Cada mes de
octubre, algún economista (en ocasiones, como parte de un binomio o de un trinomio)
accede al Olimpo a raíz del otorgamiento del Premio Nobel de Economía, a veces,
curiosamente, incluso sin pertenecer formalmente a ese campo científico. La
recepción de un galardón tan prestigioso a escala mundial confiere a los
premiados un estatus sumamente especial, rayano en lo celestial. Huelga señalar
que, más allá del alcance de las investigaciones y aportaciones que son objeto
de reconocimiento, cualquier manifestación de una de esas egregias figuras sobre
los problemas económicos y las medidas para solucionarlos tiende a ejercer una
enorme influencia sobre la opinión pública y las orientaciones que puedan
adoptar los policy makers.
Sin embargo,
uno de los primeros en recibir el preciado galardón, en su discurso de la
ceremonia de entrega, alertaba sobre ciertas peculiaridades asociadas a la
ciencia económica.
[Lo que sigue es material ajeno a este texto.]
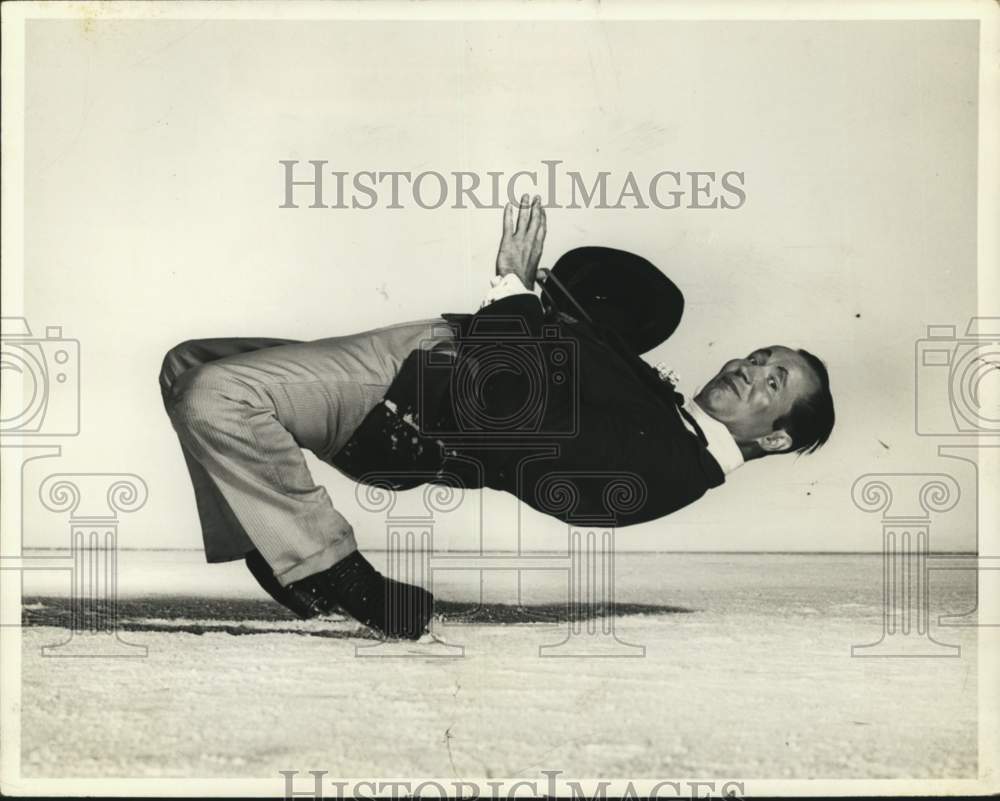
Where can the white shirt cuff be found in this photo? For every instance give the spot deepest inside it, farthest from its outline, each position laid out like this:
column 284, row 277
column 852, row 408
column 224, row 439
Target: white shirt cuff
column 502, row 287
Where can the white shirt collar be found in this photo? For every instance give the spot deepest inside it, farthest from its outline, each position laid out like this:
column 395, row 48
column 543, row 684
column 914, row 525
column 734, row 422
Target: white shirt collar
column 721, row 443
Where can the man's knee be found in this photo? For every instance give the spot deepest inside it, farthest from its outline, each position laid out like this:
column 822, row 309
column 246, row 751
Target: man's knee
column 200, row 398
column 178, row 360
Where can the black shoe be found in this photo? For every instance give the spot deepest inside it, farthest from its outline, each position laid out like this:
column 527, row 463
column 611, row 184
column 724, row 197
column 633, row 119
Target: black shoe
column 261, row 571
column 390, row 607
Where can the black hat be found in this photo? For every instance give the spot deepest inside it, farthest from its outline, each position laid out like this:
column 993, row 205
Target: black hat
column 619, row 290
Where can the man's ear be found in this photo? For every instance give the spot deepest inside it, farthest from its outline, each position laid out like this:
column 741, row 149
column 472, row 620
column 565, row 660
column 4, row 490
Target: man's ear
column 775, row 442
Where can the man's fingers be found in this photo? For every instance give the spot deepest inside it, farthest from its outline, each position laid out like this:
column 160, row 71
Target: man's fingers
column 523, row 214
column 508, row 220
column 536, row 219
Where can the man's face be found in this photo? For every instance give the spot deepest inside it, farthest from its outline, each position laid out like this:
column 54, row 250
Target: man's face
column 749, row 394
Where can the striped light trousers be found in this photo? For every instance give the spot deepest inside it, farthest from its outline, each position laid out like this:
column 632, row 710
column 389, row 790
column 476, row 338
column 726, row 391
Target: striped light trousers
column 245, row 408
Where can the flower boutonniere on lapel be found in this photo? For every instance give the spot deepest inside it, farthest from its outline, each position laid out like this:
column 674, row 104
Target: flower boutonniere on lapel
column 668, row 375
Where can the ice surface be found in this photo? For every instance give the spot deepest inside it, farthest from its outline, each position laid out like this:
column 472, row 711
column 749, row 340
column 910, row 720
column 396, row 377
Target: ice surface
column 747, row 673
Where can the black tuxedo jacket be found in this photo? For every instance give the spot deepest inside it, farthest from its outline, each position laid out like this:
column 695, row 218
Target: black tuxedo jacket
column 557, row 411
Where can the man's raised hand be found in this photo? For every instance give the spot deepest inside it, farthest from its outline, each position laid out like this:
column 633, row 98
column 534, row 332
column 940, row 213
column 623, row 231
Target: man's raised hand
column 522, row 240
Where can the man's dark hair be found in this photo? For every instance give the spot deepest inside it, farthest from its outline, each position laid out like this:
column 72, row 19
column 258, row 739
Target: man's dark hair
column 810, row 420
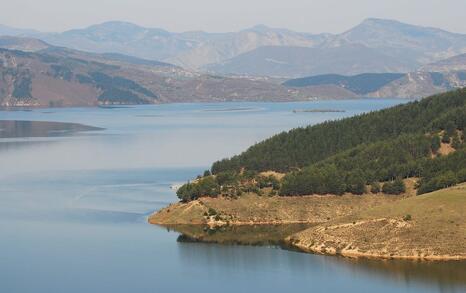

El personaje en cuestión era Friedrich von Hayek, quien,
después de agradecer cortésmente el reconocimiento recibido, confesaba que “si
hubiese sido consultado sobre el establecimiento de un Premio Nobel en Economía,
habría recomendado decididamente no llevarlo a cabo”[1].
La causa
esgrimida no era otra que “el Premio Nobel confiere sobre un individuo una
autoridad que en Economía ningún hombre debería poseer. Esto no importa en las
ciencias naturales. Aquí la influencia ejercida por un individuo es
principalmente una influencia sobre sus colegas expertos; y éstos pronto le
bajarán los humos si se excede de sus competencias. Pero la influencia del
economista que más importa es una influencia sobre profanos: políticos,
periodistas, funcionarios y el público en general. No hay ninguna razón por la
que un hombre que ha hecho una contribución distintiva a la ciencia económica
deba ser omnicompetente sobre todos los problemas de la sociedad -como la
prensa tiende a tratarlo hasta que, al final, él mismo puede ser persuadido a
creerlo”[2].
Efectivamente,
suelen ser bastante peligrosos los economistas que pretenden hacer gala de esa “omnicompetencia”.
Pero, como la evidencia empírica corrobora, no es condición necesaria ser
economista para atribuirse esa "macrocapacidad".